Probability Theory and Its Applications

Of interest in many problems of applied probability theory is the evolution in time of the state of a random phenomenon. For example, suppose one has two urns (I and II), each of which contains one white and one black ball. One ball is drawn simultaneously from each urn and placed in the other urn. One is often concerned with questions such as, what is the probability that after 100 repetitions of this procedure urn I will contain two white balls? The theory of Markov ¹chains is applicable to questions of this type.

The theory of Markov chains relates to every field of physical and social science (see the forthcoming book by A. T. Bharucha-Reid, Introduction to the Theory of Markov Processes and their Applications ; for applications of the theory of Markov chains to the description of social or psychological phenomena, see the book by Kemeny and Snell cited in the next paragraph). There is an immense literature concerning the theory of Markov chains. In this section and the next we can provide only a brief introduction.
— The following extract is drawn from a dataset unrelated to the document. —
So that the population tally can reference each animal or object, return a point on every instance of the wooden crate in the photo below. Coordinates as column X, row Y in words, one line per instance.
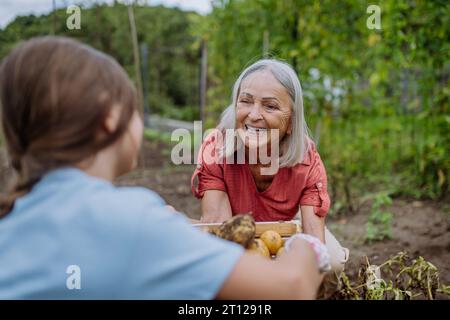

Excellent elementary accounts of this theory are to be found in the works of W. Feller, An Introduction to Probability Theory and Its Applications , second edition, Wiley, New York, 1957, and J. G. Kemeny and J. L. Snell, Finite Markov Chains , Van Nostrand, Princeton, New Jersey, 1959. The reader is referred to these books for proof of the assertions made in section 6 .

The natural generalization of the notion of independent Bernoulli trials is the notion of Markov dependent Bernoulli trials. Given \(n\) trials of an experiment, which has only two possible outcomes (denoted by \(s\) or \(f\) , for “success” or “failure”), we recall that they are said to be independent Bernoulli trials if for any integer \(k(1\) to \(n-1)\) and \(k+1\) events \(A_{1}\) , \(A_{2}, \ldots, A_{k+1}\) , depending, respectively, on the first, second,…, \((k+1)\) st trials, \[P\left[A_{k+1} \mid A_{k}, A_{k-1}, \ldots, A_{1}\right]=P\left[A_{k+1}\right] \tag{5.1}\] We define the trials as Markov dependent Bernoulli trials if, instead of (5.1) , it holds that \[P\left[A_{k+1} \mid A_{k}, A_{k-1}, \ldots, A_{1}\right]=P\left[A_{k+1} \mid A_{k}\right] \tag{5.2}\] In words, (5.2) says that at the \(k\) th trial the conditional probability of any event \(A_{k+1}\) , depending on the next trial, will not depend on what has happened in past trials but only on what is happening at the present time. One sometimes says that the trials have no memory.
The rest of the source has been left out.